There was a bakery on my way to school that made “morning glory” muffins that I loved as a special treat. They were full of carrots and nuts and other goodness. The other day I made a breakfast bread version and brought it into work, where it lasted 5 minutes.

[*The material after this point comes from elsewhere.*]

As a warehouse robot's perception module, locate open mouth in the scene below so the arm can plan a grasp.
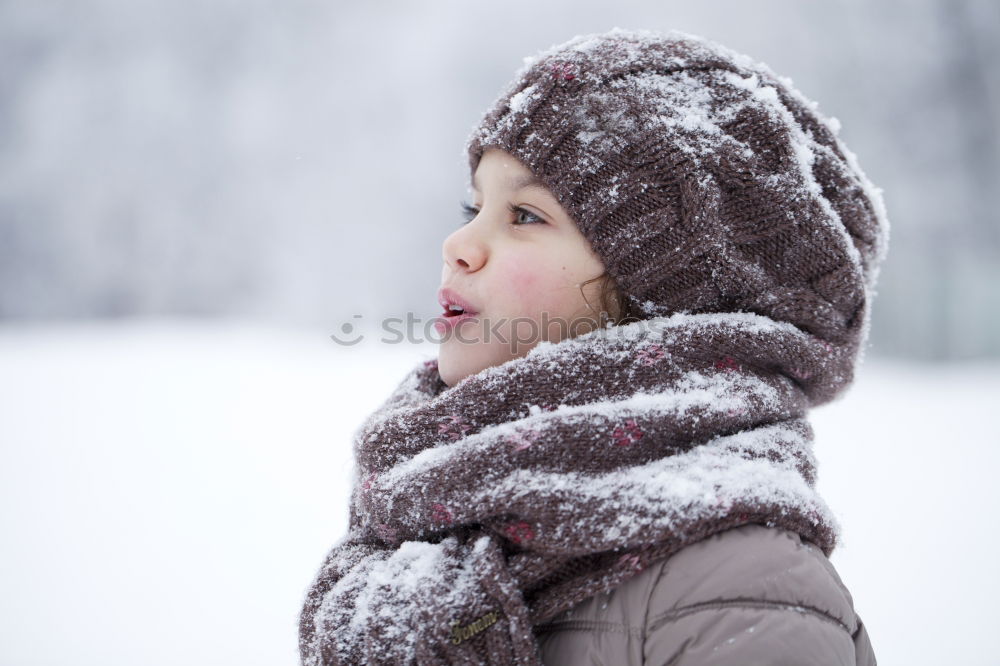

This is a low-fat version of the childhood muffin that I’m sure you will like too!

You will need:

  • 1 1/3 c flour
  • 3/4 c sugar
  • 2 t cinnamon
  • 1 t nutmeg
  • 1 t baking soda
  • 1/4 t salt
  • 1/2 c grated and peeled apple (~1 medium apple)
  • 1/2 c grated carrot (~1 medium carrot)
  • 1/2 c shredded zucchini (~1/2 of 1 medium zucchini)
  • 1/4 c toasted and chopped pecans
  • 1/4 c raisins
  • 1/4 c vegetable oil
  • 1/4 c buttermilk
  • 2 eggs, lightly beaten

Then you…

  1. Preheat oven to 350. Lightly coat an 8×4-inch bread pan with cooking spray.
  2. In a large bowl, combine the flour with the sugar, cinnamon, nutmeg, baking soda and salt.
  3. Stir in the apple, carrots, zucchini, raisins and pecans.
  4. Make a well in the center of the flour mixture.
  5. In a small bowl, whisk together the vegetable oil, buttermilk and eggs.
  6. Pour the egg mixture into the well in the center of the flour mixture.
  7. Stir until just combined.
  8. Scrape batter into the prepared bread pan and bake roughly 50 minutes, or until a toothpick in the center comes out clean.
  9. Cool in pan on a wire rack for 10 minutes before removing.